Based on the advanced, versioned project structure we've designed, here is a detailed breakdown of what will happen when you run the command `dbt run --select stg_patient_info`.

This command now triggers a more sophisticated process because you've implemented dbt model versioning and a dynamic, immutable S3 release path.

### The Step-by-Step Execution Flow

When you execute `dbt run --select stg_patient_info`, dbt will perform the following steps:

1.  **Model Resolution**: The command `stg_patient_info` refers to the *conceptual model*. dbt will look at your `models/staging/patient_info/_patient_info__models.yml` file to determine which version of this model to run. It sees the line `latest_version: 1`, so it knows to execute the logic defined for `v1`.

2.  **Code Execution**: dbt finds the `v1` model, which points to the file `stg_patient_info_v1.sql`. It will execute the SQL transformation logic contained within that specific file.

3.  **Dynamic Path Construction**: dbt then looks at your `profiles.yml` to determine where to save the output. It finds the `location` parameter:
    `location: "s3://acdc-dbt-test-clean/releases/{{ var('release_version', 'default') }}/"`
    It then checks your `dbt_project.yml` for the value of the `release_version` variable, which is set to `"v1.0"`.

4.  **Final Output Path**: dbt constructs the final, immutable S3 path for this run, which will be:
    `s3://acdc-dbt-test-clean/releases/v1.0/stg_patient_info/`

### The Two Possible Outcomes

What happens next depends entirely on whether this is the first time you are creating the `v1.0` release.

#### Scenario A: This is the first time you are creating the "v1.0" release

If the directory `s3://acdc-dbt-test-clean/releases/v1.0/` does not yet exist, the command will **succeed**.

*   The AWS Glue job will run.
*   The `stg_patient_info_v1.sql` logic will transform the data.
*   The clean data will be written as new Parquet files to the new `.../releases/v1.0/stg_patient_info/` folder.
*   A table definition for `stg_patient_info` will be created in your `glue_db_acdc_dbt_test_clean` database, pointing to this new, versioned S3 location.

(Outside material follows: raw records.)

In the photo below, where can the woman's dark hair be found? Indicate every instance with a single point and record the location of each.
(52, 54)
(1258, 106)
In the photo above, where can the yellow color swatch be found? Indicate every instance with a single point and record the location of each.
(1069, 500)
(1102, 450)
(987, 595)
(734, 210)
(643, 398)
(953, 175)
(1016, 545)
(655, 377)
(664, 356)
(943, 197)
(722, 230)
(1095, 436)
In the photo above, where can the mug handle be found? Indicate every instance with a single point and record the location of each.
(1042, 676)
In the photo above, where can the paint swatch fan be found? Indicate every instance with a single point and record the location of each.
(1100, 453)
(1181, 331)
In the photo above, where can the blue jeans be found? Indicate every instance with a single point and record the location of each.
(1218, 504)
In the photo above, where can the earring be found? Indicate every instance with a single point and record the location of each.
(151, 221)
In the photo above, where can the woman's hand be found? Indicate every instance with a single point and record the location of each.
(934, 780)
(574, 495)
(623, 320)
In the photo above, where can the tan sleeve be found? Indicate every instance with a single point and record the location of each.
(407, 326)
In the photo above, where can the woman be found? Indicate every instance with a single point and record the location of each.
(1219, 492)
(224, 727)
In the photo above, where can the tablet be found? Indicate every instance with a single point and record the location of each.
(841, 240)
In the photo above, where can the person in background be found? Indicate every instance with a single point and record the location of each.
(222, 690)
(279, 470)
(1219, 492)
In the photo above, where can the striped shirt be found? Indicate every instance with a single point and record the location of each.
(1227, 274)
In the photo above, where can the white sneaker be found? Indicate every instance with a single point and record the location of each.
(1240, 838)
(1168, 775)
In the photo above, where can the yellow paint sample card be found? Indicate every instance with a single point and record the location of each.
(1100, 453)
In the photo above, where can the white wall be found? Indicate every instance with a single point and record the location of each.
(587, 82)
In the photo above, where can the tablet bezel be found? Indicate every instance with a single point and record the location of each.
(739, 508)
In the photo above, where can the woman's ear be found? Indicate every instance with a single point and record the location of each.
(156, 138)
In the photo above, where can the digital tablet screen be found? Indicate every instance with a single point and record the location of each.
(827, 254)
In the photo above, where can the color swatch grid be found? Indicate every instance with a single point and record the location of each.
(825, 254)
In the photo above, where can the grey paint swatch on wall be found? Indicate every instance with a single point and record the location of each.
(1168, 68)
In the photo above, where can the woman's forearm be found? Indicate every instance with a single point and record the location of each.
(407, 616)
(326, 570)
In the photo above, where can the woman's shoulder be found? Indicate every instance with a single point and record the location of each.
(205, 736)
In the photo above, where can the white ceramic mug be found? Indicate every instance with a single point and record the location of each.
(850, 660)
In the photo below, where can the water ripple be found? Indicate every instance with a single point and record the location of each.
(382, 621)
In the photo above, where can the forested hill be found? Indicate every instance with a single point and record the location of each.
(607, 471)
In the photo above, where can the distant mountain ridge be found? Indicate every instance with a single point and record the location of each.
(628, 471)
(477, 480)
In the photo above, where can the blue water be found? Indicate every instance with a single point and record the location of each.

#### Scenario B: You have already created the "v1.0" release before

If you have already run this command successfully once, the directory `.../releases/v1.0/stg_patient_info/` will already exist and contain data. In this case, your `dbt run` command will **fail** with the same error you encountered previously[1][2][3]:

`AnalysisException: CREATE-TABLE-AS-SELECT cannot create table with location to a non-empty directory...`

This is the expected safety feature preventing you from accidentally corrupting a data release.

### How to Proceed in Scenario B

If you encounter the "non-empty directory" error for your `v1.0` release and you intentionally want to rebuild it from scratch, you must use the `--full-refresh` flag[4].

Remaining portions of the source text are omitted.